First thing first, Kamal Haasan’s Vishwaroopam is not an anti-Muslim film. It is technically brilliant with world class making and a subject which is truly international on global terrorism.
The film is set in New York City with intermittent flashbacks going back to Afghanistan, and not even one scene in India. The film is for those who love well made intelligent thrillers based on espionage.
Kamal Haasan has made a film which has a touch of class. The story begins in New York with Viswanath (Kamal Haasan) an effeminate Kathak dancer who has a marriage of convenience with his wife Nirupama (Pooja Kumar).
Nirupama is a nuclear oncologist who is having an affair with her boss, a shady guy with terrorist links. The terrorist group is led by Omar (Rahul Bose), who has connection with terrorist in Afghanistan.
Meanwhile Nirupama realizes that her husband is not what he is and there is another side to him. Soon they are caught in a dangerous situation as Viswanath’s past catches up. Here is superior quality cinema, a miniature masterpiece of how a terrorist evolves through training camps, the atrocities and how children are made human bombs and how America is fighting a losing battle in Afghanistan.

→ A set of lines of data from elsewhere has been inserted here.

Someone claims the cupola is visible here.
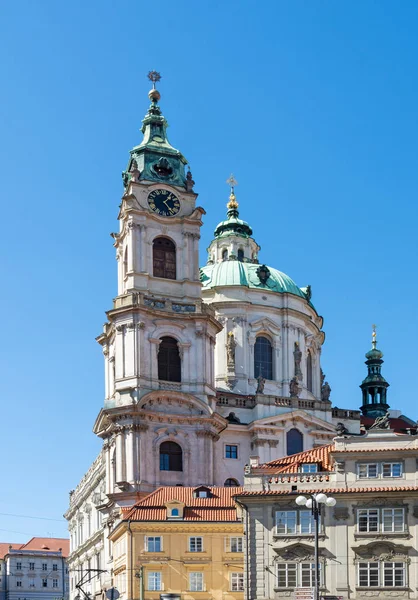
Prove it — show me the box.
[360,325,389,419]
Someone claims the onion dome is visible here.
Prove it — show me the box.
[122,71,191,191]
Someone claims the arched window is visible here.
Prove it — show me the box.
[254,335,273,379]
[152,237,176,279]
[224,477,239,487]
[306,350,313,392]
[160,442,183,471]
[286,429,303,456]
[158,337,181,381]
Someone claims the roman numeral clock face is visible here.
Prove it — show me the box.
[148,190,180,217]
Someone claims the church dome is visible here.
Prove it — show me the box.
[200,260,307,299]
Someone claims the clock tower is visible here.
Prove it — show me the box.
[94,72,227,505]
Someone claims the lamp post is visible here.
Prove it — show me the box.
[295,493,337,600]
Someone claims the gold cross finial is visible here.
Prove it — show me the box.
[226,173,238,208]
[148,71,161,90]
[372,323,377,349]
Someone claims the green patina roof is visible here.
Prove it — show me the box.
[200,260,307,300]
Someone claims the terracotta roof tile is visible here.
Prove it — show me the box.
[237,485,418,498]
[258,444,334,473]
[122,486,243,521]
[0,542,22,559]
[20,537,70,556]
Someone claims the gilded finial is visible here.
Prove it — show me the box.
[372,323,377,350]
[148,71,161,102]
[226,173,238,208]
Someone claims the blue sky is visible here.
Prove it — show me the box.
[0,0,418,542]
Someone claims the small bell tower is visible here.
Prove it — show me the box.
[360,325,389,419]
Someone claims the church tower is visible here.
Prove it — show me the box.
[360,326,389,419]
[94,72,227,504]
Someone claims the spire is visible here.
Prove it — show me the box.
[215,173,253,237]
[360,325,389,418]
[122,71,192,191]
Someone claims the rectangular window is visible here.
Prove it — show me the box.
[358,562,406,587]
[230,537,243,552]
[146,536,162,552]
[148,571,161,592]
[189,571,203,592]
[230,572,244,592]
[382,463,403,477]
[357,508,405,533]
[383,562,406,587]
[276,510,315,535]
[300,463,318,473]
[189,537,203,552]
[357,463,378,479]
[277,563,315,588]
[225,444,238,458]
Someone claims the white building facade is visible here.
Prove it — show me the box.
[66,77,360,598]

The action scenes first in a ware house in New York and battle between American forces and the terrorist running around in caves and mountains, turns out to be one of the most brilliant action set pieces in Indian cinema. However, we don’t wish to reveal more as it will be a spoiler.

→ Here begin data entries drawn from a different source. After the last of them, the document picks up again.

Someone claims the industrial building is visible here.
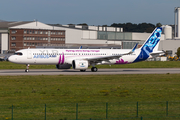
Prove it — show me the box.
[0,21,164,54]
[0,8,180,56]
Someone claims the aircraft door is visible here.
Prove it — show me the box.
[27,50,32,59]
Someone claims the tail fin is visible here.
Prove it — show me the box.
[141,27,162,53]
[134,27,162,62]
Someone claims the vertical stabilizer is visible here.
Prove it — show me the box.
[134,27,162,62]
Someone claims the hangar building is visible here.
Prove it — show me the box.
[0,21,167,54]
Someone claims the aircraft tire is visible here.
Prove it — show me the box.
[91,67,98,72]
[80,70,86,72]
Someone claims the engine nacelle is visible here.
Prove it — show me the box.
[72,60,88,70]
[56,64,72,69]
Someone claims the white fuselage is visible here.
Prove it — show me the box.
[9,49,140,65]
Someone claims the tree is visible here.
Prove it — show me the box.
[156,23,162,27]
[176,47,180,58]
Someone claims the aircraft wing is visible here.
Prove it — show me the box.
[85,43,138,63]
[150,51,165,58]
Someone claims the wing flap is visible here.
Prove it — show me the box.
[84,43,138,63]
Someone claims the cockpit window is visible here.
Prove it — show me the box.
[14,52,22,55]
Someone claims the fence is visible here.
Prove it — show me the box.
[0,101,180,120]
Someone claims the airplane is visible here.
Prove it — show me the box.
[8,27,164,72]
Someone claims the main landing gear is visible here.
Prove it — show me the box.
[25,64,30,72]
[91,67,98,72]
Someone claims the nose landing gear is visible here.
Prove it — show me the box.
[25,64,30,72]
[91,67,98,72]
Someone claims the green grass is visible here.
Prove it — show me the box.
[0,61,180,69]
[0,74,180,120]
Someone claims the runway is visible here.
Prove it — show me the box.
[0,68,180,76]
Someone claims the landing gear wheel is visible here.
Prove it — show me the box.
[25,64,30,72]
[91,67,98,72]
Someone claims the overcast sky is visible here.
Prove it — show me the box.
[0,0,180,25]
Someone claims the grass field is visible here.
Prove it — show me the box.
[0,61,180,69]
[0,74,180,119]
[0,61,180,120]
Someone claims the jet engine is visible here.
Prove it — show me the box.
[56,64,72,69]
[72,60,88,70]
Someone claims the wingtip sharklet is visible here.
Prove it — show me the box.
[132,43,138,52]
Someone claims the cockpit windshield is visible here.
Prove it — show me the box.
[14,52,23,55]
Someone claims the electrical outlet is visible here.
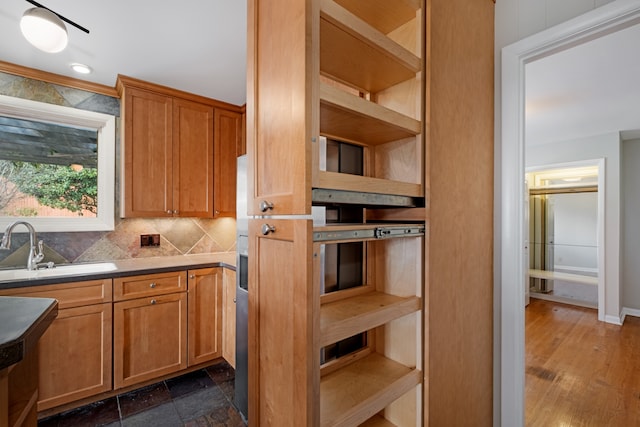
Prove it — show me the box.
[140,234,160,246]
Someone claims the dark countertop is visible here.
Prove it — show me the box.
[0,297,58,370]
[0,252,236,292]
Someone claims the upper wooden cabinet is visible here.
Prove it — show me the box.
[118,76,242,218]
[213,108,244,217]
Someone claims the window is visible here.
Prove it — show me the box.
[0,96,115,232]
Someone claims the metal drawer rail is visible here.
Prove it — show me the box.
[313,225,424,242]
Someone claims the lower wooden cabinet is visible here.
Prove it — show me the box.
[0,267,235,411]
[187,267,222,366]
[0,279,112,411]
[113,292,187,389]
[38,303,112,411]
[222,268,236,369]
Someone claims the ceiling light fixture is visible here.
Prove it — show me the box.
[20,0,89,53]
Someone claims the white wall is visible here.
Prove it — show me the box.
[525,132,622,323]
[548,193,598,275]
[621,139,640,315]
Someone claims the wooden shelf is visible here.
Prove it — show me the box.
[320,83,422,145]
[320,0,422,93]
[334,0,421,34]
[313,171,424,197]
[320,292,420,347]
[360,415,396,427]
[320,353,422,427]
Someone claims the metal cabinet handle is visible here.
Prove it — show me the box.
[260,200,273,212]
[261,224,276,236]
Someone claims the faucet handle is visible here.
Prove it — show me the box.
[33,240,44,263]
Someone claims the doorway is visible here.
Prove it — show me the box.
[498,1,640,426]
[525,166,605,311]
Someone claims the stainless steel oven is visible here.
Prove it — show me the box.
[235,156,249,420]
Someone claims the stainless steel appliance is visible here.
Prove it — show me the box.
[235,156,249,421]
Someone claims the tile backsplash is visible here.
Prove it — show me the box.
[0,72,236,268]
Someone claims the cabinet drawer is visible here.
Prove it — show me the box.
[0,279,112,310]
[113,271,187,301]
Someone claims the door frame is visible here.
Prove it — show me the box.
[499,0,640,426]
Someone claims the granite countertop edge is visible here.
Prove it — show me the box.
[0,252,236,290]
[0,297,58,370]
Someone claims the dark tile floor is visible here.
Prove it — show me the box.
[38,362,246,427]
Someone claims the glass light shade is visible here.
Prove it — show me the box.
[20,7,69,53]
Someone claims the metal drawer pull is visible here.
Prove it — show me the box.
[260,200,273,212]
[262,224,276,236]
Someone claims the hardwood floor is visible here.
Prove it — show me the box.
[525,299,640,427]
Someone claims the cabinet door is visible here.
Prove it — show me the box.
[213,108,242,217]
[222,268,236,368]
[248,219,320,427]
[188,267,222,366]
[38,303,111,411]
[247,0,320,215]
[122,88,174,217]
[173,98,213,218]
[113,292,187,389]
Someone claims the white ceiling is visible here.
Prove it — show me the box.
[0,0,640,140]
[0,0,247,105]
[525,21,640,145]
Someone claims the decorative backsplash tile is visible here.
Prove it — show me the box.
[0,72,236,268]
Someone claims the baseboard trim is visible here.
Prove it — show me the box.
[621,307,640,322]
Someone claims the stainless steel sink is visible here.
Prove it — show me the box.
[0,262,117,282]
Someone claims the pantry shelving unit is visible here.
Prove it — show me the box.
[247,0,428,427]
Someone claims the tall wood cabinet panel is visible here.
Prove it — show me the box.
[248,219,319,427]
[213,108,244,217]
[425,0,498,427]
[2,279,112,411]
[187,267,223,366]
[247,0,318,215]
[247,0,429,426]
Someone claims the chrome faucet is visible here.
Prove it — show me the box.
[0,221,44,270]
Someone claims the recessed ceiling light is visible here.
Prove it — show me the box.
[69,62,92,74]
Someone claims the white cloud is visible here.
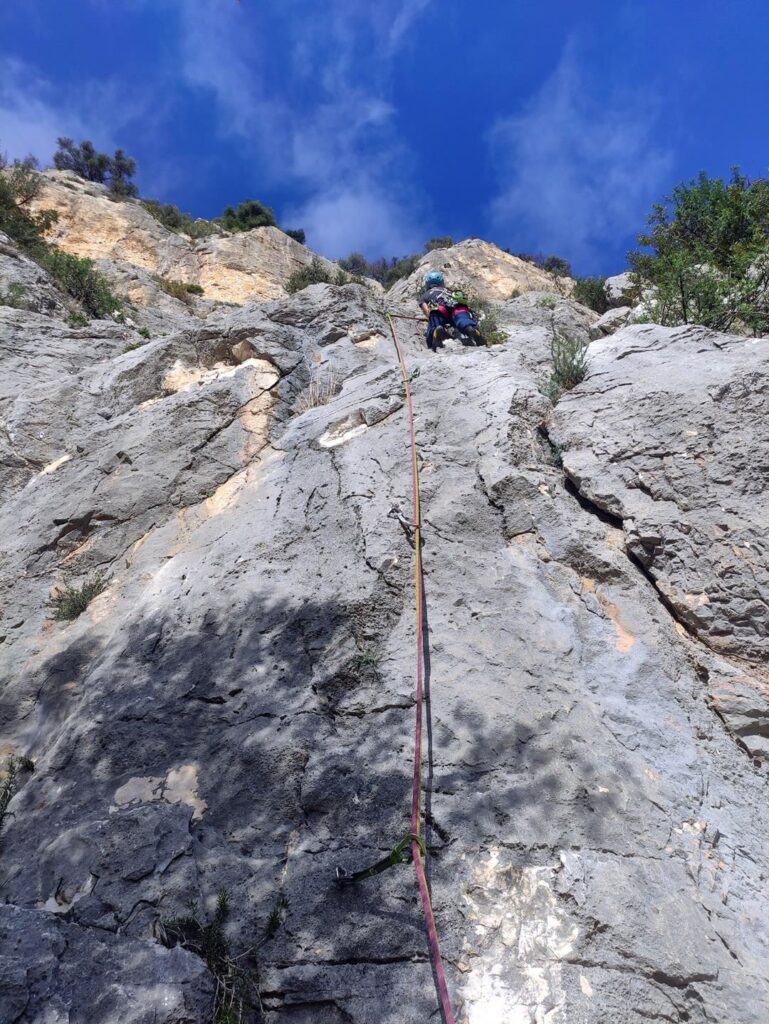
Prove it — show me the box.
[0,57,158,165]
[284,178,424,258]
[387,0,430,51]
[171,0,432,256]
[489,45,672,262]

The highlight of the film is the way it has been narrated by Kamal the director and his performance as an actor. He brings the house down as the effeminate dancer with his body language and eye control. And later looks very agile and dashing as an action hero.
Rahul Bose is deadly as Omar the terrorist and the director in Kamal gives him as much footage as the hero. Shekhar Kapoor, Andrea and Pooja Kumar have very little to do and there is also a long shot of Osama Bin Laden.

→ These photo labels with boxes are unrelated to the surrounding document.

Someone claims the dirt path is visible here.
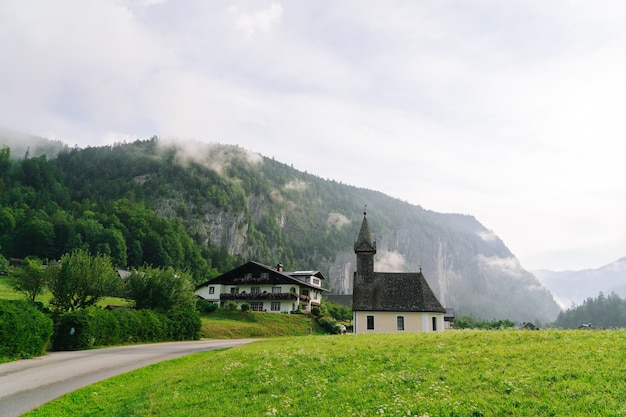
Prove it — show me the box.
[0,339,254,417]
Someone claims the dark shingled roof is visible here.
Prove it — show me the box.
[196,261,327,291]
[354,214,376,253]
[352,272,446,313]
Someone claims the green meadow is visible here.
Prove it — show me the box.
[27,330,626,417]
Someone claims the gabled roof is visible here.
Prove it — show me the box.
[352,272,446,313]
[196,261,327,291]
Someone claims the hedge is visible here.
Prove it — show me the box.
[52,307,201,350]
[0,300,52,359]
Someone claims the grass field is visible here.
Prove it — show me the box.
[200,310,326,339]
[27,330,626,417]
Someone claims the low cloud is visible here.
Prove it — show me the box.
[476,230,498,242]
[375,251,406,272]
[227,3,283,37]
[158,139,263,175]
[283,180,308,191]
[326,213,351,229]
[477,255,524,278]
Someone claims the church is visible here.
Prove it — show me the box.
[352,213,446,334]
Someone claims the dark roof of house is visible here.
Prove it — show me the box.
[352,272,446,313]
[196,261,326,291]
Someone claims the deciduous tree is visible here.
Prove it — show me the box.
[50,250,121,311]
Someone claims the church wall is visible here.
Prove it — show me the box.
[354,311,445,333]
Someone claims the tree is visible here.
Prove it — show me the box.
[9,259,46,301]
[125,266,196,311]
[50,249,121,312]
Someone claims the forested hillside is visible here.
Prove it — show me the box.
[0,138,559,322]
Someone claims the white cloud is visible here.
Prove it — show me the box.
[0,0,626,269]
[228,3,283,37]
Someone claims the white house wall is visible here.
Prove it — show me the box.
[195,284,322,313]
[353,311,445,333]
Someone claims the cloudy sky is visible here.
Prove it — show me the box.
[0,0,626,270]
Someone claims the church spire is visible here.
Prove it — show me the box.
[354,206,376,255]
[354,206,376,282]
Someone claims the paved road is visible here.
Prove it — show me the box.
[0,339,254,417]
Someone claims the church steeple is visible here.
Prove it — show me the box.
[354,206,376,282]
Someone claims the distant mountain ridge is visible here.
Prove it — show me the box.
[532,257,626,308]
[0,132,560,323]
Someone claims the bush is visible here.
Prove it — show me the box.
[168,310,202,340]
[224,301,239,311]
[52,307,201,350]
[316,316,341,334]
[0,300,52,359]
[196,299,218,314]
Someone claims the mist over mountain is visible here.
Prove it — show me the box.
[0,131,560,323]
[532,257,626,308]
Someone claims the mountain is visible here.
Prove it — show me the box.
[533,257,626,308]
[0,133,560,322]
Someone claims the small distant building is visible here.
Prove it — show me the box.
[443,308,454,330]
[195,261,326,313]
[517,323,539,330]
[352,213,450,333]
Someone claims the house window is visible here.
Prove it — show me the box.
[396,316,404,331]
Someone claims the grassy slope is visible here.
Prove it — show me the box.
[201,310,325,339]
[27,331,626,417]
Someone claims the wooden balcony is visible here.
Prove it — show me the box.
[220,292,311,302]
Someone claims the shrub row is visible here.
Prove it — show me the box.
[0,300,52,359]
[52,307,201,350]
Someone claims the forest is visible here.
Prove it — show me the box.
[552,292,626,329]
[0,141,239,282]
[0,135,560,323]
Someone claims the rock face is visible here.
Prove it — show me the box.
[7,135,560,323]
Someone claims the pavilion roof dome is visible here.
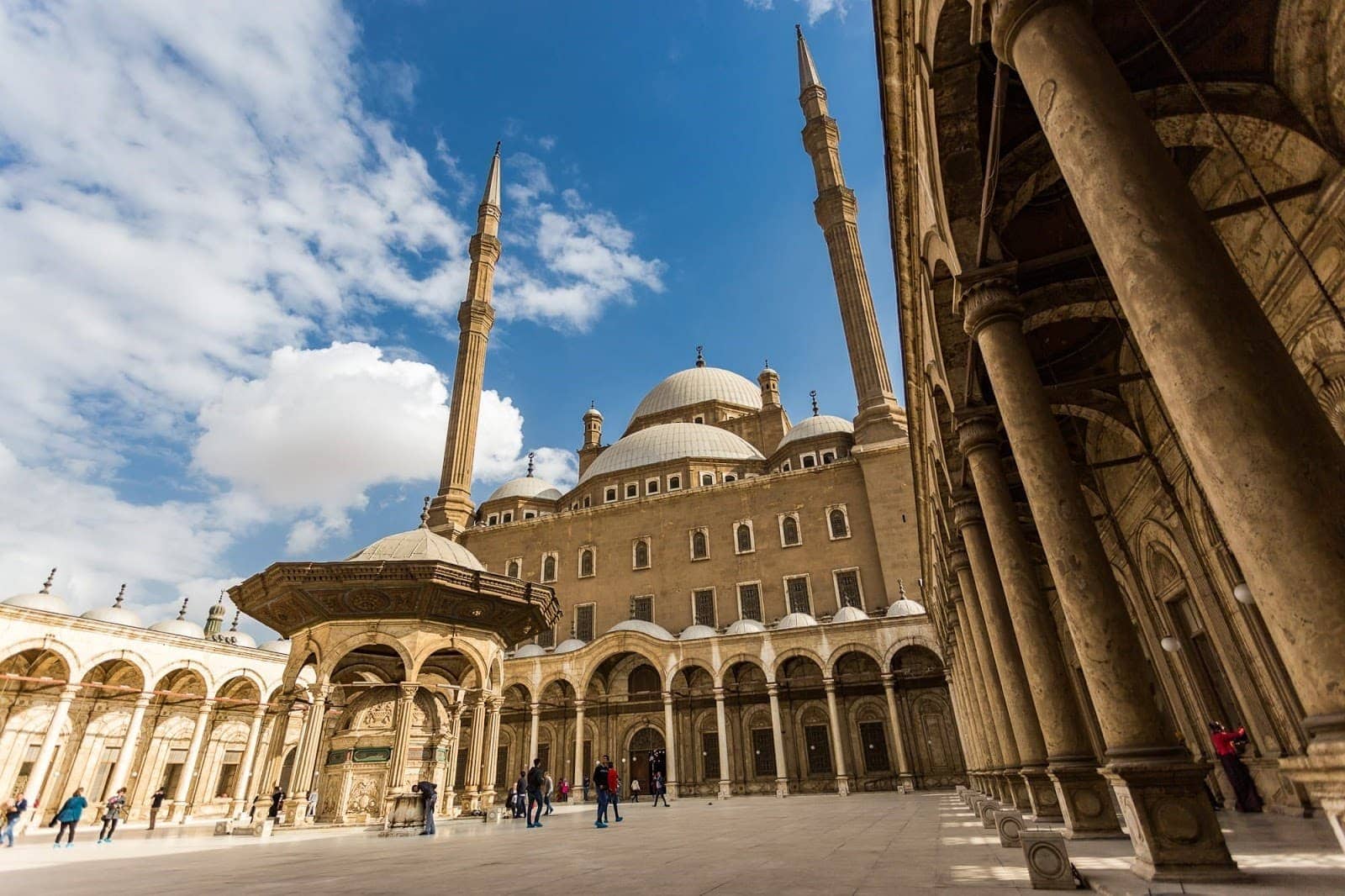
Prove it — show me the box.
[630,366,762,423]
[580,423,765,484]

Technically it is one of the best films to emerge out of south. The camera work of Sanu Varghese is terrific, especially the way he has taken New York and Afghanistan replica in some studio in India. Shankar Ehasan Loy’s music and back ground score is adequate. The down sides is that film should have been a little more crisp and the second half with an open ended climax for a sequel looks a bit stretched.
Vishwaroopam is a must watch for those who seek classy, stylish and extra-strong entertainment.